In two operations, the Uruguayan security forces prevented the shipment of more than 1.5 tons of cocaine and dismantled a criminal gang that engaged in narcotrafficking in various parts of the country.
On March 29, Uruguayan Minister of the Interior Jorge Larrañaga announced the results of Operation Arab (Operación Árabe), which helped disrupt a criminal gang that exploited agricultural production as a cover for its narcotrafficking activities. With the support of the Uruguayan Navy, members of police forces carried out 18 raids in the departments of Montevideo, Canelones, Río Negro, Rivera, and Artigas, where they seized more than 600 kilograms of cocaine and captured 15 members of the criminal gang of Brazilian, Cuban, Paraguayan, and Uruguayan nationalities, Minister Larrañaga said.
In addition to the drugs, authorities seized more than $100,000 in cash, several weapons, eight vehicles, a tractor, and a speedboat, the Ministry of the Interior reported in a statement.
According to reports from the Uruguayan news portal Montevideo, Larrañaga said that one hypothesis is that the drug was being brought into the country in light aircraft, from which cocaine bricks were thrown into a field for later transfer to Uruguay’s coastal areas, and that the criminals used the speedboat to transport drugs to a ship on the high seas bound for Europe.

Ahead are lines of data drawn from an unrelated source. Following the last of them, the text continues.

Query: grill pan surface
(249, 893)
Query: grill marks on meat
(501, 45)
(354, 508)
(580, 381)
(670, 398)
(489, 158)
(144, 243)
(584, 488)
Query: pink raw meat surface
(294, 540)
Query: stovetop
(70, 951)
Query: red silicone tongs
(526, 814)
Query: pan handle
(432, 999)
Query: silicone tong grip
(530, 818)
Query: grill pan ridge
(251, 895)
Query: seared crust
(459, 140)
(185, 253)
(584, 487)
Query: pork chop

“Institutionally, this is a very strong message, because narcotrafficking was dealt a very important blow,” the minister said. “We do not want to be either a drug destination or a transit point for drug in Uruguay.”
The Ministry of the Interior’s General Directorate for the Control of Illicit Drug Trafficking and the National Police also seized 953 kg of cocaine in Montevideo in mid-March. Criminals had hidden the drug inside brand-new vehicles that had left the Port of Montevideo, and authorities seized it when the vehicles arrived at their destination, an industrial plant, the Uruguayan newspaper El País reported.

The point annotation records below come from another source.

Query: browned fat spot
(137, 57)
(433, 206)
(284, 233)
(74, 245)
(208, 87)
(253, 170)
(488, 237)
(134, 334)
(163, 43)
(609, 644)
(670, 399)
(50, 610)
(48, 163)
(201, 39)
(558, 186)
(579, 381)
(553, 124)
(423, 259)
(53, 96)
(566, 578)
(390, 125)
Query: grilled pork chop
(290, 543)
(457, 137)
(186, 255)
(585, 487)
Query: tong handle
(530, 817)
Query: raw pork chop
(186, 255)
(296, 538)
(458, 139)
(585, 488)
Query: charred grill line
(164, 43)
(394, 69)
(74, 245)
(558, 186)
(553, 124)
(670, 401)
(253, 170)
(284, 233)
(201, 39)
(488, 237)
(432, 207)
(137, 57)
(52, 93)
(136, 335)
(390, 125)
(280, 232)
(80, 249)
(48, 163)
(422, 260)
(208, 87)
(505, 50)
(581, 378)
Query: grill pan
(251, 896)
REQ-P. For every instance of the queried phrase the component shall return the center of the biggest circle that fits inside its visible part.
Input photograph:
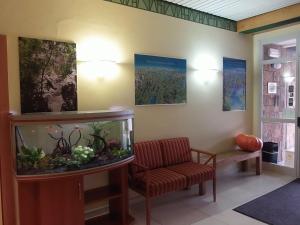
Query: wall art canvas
(48, 77)
(159, 80)
(234, 84)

The seizure was made possible due to information that authorities received about the existence of drug packages hidden in several vehicles coming from Brazil, which were already in Uruguayan territory, the news portal Montevideo reported.
According to InSight Crime, an organization specializing in organized crime in Latin America, transnational narcotrafficking networks are increasingly using the Port of Montevideo as a bridge for the European cocaine market.